Des nuages sur la tête, c’est sûr. Comment ne pas retomber ? Mais dans cette embrassade, c’est le monde nouveau, celui que j’espère, que j’attends. Je ne sais si j’aurais été plus heureux de croiser un de mes frères ou amis. Non que je ne les aime, mais à celui qui ne peut rien rendre est donné d’offrir au centuple, et c’est cela le monde que j’espère.
Mon espérance, c’est que nous soyons nombreux à voir le prochain si lointain tressaillir dans son humanité par la simple insignifiance de notre personne. Que serait notre monde ? Nous ne serions sans doute pas loin de ce que l’on appelle le paradis, profusion de vie, salut, dernier ennemi, la mort, piétinée, détruite.

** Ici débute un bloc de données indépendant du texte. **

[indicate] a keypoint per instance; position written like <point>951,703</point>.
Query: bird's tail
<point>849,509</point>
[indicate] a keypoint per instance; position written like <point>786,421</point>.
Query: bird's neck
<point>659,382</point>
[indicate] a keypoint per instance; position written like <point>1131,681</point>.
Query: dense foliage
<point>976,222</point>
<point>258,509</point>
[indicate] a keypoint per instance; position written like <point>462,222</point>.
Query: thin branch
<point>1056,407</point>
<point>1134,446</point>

Les cieux nouveaux comme consolation des affligés. Nous ne sommes pas tous innocents, nous les affligés. Certains, si ! Ceux qui prennent une bombe sur la gueule à Gaza ou en Ukraine, celles qui sont écrasées en Afghanistan, en Iran, et jusque chez nous, victimes de certains de ceux qui sont derrière les barreaux, eux-mêmes affligés. Qu’est la vie d’un enfant gazaoui pour Netanyahou, qu’est la vie d’un migrant dans la mer, qu’est la vie d’un détenu en cellule ? Qu’est notre vie ? Ce qui n’est pas, ta mè onta ‑ la méontologie de 1 Co 1, 28 ‑ pour confondre le monde et sa réussite, et sa beauté. Renversement. Vivre sous les auspices du mè ôn, de l’insignifiant et la profusion surgit, s’insurge, insurrectionnelle, résurrectionnelle. Mè onta. Vivre sous les auspices de ceux qui ne compte pas.
« Consolez, consolez mon peuple, dit le Seigneur. » Il sait bien que dans le peuple il y a des truands. Cela n’en fait pas moins des personnes à consoler. Cieux nouveaux, terre nouvelle. Mon espérance.
Les bras qui prennent en eux pour protéger, pour dire je t’aime, pour poser le regard sans que les yeux ne dévisagent ni ne jugent, empêchés de viser, regardant seulement une nuque, une joue.
Les bras ouverts qui accueillent, voilà mon espérance, ceux de mon Dieu si ce qu’en disent nos images n’est pas contaminé de trop par la mythologie, ceux des amis, même les amis inconnus, frères et sœurs en humanité. Que mes bras ne se referment sur le vide ou, arrivés trop tard sur la roideur d’un cadavre. Que mon corps épuisé trouve la chaleur de bras qui redonnent vie.